Certainly it is not offensive and in many respects quite endearing. In most of the cases, you find yourself laughing with Mitt rather than at him. Indeed any mid-American humor seems to draw scorn in that it is more wholesome than hilarious.
Chris Matthews made a big deal about Romney's crowds appearing like "androids" simply because they were restrained and orderly cheering their hero. To be reserved used to be the standard of behavior at all events, not just political rallies.
For quite a few Americans, Romney's style might prove a comfort in an age of exhibitionism and overstatement.
Too often sophistication is seen as disdain. Romney for his cultural critics appears stiff and scripted. But maybe they like it that way. Richard Nixon made a living off what he called "the squares." This was not meant as a criticism, but a celebration of solidity.

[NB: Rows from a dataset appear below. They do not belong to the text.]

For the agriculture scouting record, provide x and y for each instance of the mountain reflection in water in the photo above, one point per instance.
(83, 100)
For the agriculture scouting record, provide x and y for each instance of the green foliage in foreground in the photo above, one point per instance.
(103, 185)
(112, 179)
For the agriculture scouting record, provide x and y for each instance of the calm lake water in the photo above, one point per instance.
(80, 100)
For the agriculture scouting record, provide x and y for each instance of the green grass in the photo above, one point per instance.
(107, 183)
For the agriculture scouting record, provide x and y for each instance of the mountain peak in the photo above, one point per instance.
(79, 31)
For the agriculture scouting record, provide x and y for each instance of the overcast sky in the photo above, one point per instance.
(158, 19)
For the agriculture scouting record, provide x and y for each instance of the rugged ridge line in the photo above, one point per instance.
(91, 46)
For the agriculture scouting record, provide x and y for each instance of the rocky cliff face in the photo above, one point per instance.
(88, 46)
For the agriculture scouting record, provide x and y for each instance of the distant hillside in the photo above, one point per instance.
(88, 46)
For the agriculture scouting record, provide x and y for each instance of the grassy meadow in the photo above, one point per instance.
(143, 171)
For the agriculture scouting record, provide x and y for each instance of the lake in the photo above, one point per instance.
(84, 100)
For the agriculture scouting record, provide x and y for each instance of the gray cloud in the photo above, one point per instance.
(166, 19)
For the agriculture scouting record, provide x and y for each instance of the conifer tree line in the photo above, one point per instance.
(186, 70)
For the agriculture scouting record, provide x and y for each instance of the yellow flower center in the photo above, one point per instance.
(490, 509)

For too many Americans, society is way too interested in the so-called cool and clever.
Ronald Reagan, although now remembered as the "great communicator," was scorned for presumably making off-the- wall statements. When he called Vietnam "a noble cause" five years after Saigon fell to the Communists, it was widely seen as a mistake. In November 1980, it was proven not to have hurt, but marginally helped Reagan to win the presidency.

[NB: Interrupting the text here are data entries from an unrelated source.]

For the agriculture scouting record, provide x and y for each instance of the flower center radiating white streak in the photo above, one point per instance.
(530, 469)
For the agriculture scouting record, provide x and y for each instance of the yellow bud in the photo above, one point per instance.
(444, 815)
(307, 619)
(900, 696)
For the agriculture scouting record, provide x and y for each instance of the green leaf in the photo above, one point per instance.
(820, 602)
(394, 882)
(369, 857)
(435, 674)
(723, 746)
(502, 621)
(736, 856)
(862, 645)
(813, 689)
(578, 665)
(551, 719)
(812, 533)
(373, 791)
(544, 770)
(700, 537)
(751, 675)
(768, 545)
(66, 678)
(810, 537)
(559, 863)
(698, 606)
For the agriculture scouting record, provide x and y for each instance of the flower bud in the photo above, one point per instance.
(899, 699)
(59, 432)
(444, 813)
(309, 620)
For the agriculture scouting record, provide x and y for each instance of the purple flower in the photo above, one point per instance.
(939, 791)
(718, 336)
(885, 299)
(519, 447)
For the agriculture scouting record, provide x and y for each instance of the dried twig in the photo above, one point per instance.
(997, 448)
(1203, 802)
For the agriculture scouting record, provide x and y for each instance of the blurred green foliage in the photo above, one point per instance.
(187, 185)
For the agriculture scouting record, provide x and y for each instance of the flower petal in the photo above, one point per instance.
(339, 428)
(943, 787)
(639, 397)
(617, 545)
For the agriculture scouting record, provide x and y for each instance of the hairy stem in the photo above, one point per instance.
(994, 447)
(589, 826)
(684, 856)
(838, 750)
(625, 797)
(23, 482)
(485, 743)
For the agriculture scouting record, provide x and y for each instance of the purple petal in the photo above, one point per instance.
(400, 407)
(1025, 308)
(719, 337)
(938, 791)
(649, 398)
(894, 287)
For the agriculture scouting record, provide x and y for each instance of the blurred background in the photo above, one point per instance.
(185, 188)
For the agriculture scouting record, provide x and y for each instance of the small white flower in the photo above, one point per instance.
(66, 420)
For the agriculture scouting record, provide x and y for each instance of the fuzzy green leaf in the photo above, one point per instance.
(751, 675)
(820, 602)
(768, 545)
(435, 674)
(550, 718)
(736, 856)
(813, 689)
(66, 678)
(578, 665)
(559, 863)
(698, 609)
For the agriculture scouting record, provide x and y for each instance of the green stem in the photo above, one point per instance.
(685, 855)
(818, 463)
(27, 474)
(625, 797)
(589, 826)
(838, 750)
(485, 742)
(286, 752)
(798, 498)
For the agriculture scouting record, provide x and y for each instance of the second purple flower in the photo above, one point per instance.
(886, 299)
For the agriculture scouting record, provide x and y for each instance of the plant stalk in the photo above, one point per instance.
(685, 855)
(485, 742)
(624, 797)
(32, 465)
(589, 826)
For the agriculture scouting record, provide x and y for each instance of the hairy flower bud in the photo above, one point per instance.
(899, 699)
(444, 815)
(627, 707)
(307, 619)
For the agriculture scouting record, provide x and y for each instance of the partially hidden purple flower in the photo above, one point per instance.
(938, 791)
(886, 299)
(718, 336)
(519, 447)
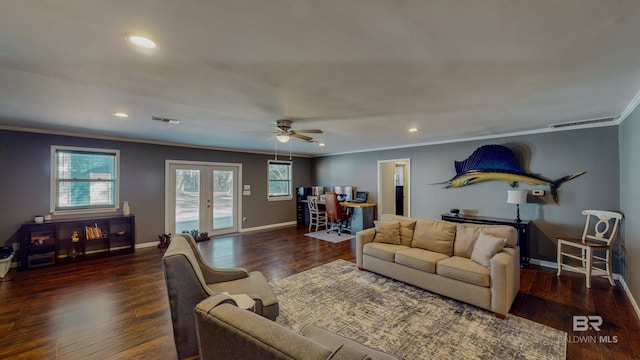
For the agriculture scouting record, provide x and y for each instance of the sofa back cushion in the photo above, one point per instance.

Almost everything Reagan said was open to scrutiny, and in each case, he came out ahead.
Politics reflect a vision of what people want their lives to represent - bad jokes, rhetorical slips or whatever. If they are made in an open spirit, they are rarely dismissed as inappropriate. It plays to the vulnerable in all of us. Romney knows this and he knows his voters.
Nixon wore a tie everywhere, sometimes on the beach, Reagan went around Darlington raceway in a suit. No attempt was made to be one of the crowd - it was a gesture of appreciation done in their own way and on their own terms.
Whether or not his critics know it, Romney is quite comfortable being Mitt.
Now that does not excuse Romney on policy, but it is a warning that Democrats should not think they can ridicule him to defeat. Every time the Democratic Party tries to emphasize style and not substance against the GOP, they lose.
Many voters are not sold on who is the most articulate or witty.
If Romney is to be defeated, he needs to be confronted on the issues, not on his presumed social discomfort.